I'll look at parted and gdisk.
Ron
^ permalink raw reply [flat|nested] 8+ messages in thread
* Re: Repairing R1: Part tabl, & precise command
2016-04-05 11:04 ` Ron Leach
@ 2016-04-05 12:22 ` Ron Leach
2016-04-05 15:28 ` Phil Turmel
0 siblings, 1 reply; 8+ messages in thread
From: Ron Leach @ 2016-04-05 12:22 UTC (permalink / raw)
Cc: Linux RAID Mailing List
On 05/04/2016 12:04, Ron Leach wrote:
>
> I'll look at parted and gdisk.
>
gdisk reports /dev/sdb has a damaged main GPT partition table, and a
reasonable backup GPT partition table - but with an invalid header.

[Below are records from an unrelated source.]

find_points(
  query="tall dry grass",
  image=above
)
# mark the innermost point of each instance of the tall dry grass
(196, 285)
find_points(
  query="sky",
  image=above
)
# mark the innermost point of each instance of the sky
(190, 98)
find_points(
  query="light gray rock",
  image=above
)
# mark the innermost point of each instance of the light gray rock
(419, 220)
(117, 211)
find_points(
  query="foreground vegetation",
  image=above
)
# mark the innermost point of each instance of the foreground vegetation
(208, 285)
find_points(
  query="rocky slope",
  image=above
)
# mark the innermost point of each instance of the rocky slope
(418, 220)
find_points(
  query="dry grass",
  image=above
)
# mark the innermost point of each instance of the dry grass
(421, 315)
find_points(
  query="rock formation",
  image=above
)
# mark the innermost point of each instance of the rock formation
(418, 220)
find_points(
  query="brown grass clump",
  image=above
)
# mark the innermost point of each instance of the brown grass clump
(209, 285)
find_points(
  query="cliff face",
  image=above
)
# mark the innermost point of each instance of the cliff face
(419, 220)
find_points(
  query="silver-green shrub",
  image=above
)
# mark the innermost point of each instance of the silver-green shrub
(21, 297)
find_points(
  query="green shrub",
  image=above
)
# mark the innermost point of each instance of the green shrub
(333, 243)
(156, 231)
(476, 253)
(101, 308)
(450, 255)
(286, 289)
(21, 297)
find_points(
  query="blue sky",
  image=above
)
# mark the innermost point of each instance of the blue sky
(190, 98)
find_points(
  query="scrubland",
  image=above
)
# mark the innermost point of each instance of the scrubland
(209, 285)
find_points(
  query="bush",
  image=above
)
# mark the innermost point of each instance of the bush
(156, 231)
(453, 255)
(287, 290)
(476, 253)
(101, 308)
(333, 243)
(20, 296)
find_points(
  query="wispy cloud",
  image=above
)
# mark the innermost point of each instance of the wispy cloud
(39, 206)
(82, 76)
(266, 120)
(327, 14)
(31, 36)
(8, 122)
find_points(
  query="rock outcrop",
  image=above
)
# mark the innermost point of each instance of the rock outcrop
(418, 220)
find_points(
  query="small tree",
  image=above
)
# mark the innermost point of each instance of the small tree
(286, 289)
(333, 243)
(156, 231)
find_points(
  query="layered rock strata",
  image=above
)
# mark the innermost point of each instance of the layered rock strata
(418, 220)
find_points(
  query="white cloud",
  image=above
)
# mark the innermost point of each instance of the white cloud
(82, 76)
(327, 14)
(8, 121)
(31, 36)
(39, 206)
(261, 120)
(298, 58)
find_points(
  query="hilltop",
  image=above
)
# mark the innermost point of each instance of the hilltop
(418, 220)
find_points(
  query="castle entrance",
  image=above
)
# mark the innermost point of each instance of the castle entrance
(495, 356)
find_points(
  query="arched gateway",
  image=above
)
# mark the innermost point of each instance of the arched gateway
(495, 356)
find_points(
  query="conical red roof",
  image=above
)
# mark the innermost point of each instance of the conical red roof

(/dev/sda and /dev/sdc are fine.) So the immediate problem here is
fixing the GPT partition table.
Strictly, that isn't a RAID1 problem and I don't think it's
appropriate to ask for comment on that issue on the raid list; people
here are truly helpful so I'll fix the partition but I could use a
comment on whether I should then just use the
mdadm -- manage .. --add ..
commands and whether mdadm needs to be inhibited from taking any
automatic remedial action.
regards, Ron
^ permalink raw reply [flat|nested] 8+ messages in thread
* Re: Repairing R1: Part tabl, & precise command
2016-04-05 12:22 ` Ron Leach
@ 2016-04-05 15:28 ` Phil Turmel
2016-04-05 16:34 ` Ron Leach
0 siblings, 1 reply; 8+ messages in thread
From: Phil Turmel @ 2016-04-05 15:28 UTC (permalink / raw)
To: Ron Leach; +Cc: Linux RAID Mailing List
On 04/05/2016 08:22 AM, Ron Leach wrote:
>
> mdadm -- manage .. --add ..
>
> commands and whether mdadm needs to be inhibited from taking any
> automatic remedial action.
If your array has write-intent bitmaps, use --re-add instead of --add.
It'll be quick. Otherwise just --add and let it rebuild.
Phil
^ permalink raw reply [flat|nested] 8+ messages in thread
* Re: Repairing R1: Part tabl, & precise command
2016-04-05 15:28 ` Phil Turmel
@ 2016-04-05 16:34 ` Ron Leach
2016-04-05 23:47 ` Adam Goryachev
0 siblings, 1 reply; 8+ messages in thread
From: Ron Leach @ 2016-04-05 16:34 UTC (permalink / raw)
To: Linux RAID Mailing List
On 05/04/2016 16:28, Phil Turmel wrote:
>
> If your array has write-intent bitmaps, use --re-add instead of --add.
> It'll be quick. Otherwise just --add and let it rebuild.
>
Phil, thanks for the advice.
I hit an unexpected problem fixing the partition table on /dev/sdb,
the disk that dropped from the Raid1 array. The problem is caused by
/dev/sdb being *smaller* than /dev/sdc (the working array member) -
despite the disks being identical products from WD. gdisk complains
that partition 5 (/dev/sdb5), which is to be the Raid1 partner for the
LVM containing all our backed up files, is too big (together with the
other partitions) for the /dev/sdb disk.
Presumably, raid1 doesn't work if an 'add'ed disk partition is smaller
than the existing, running, degraded array? Am I right in thinking
that the LVM won't be able to be carried securely on the underlying md
system? lsdrv is reporting that /dev/md127 has 0 free, so it seems
that the LVM is occupying the complete space of /dev/md127, and it
must be using the complete space of the underlying /dev/sdc5 because
only sdc is active, at the moment (the Raid1 being still degraded).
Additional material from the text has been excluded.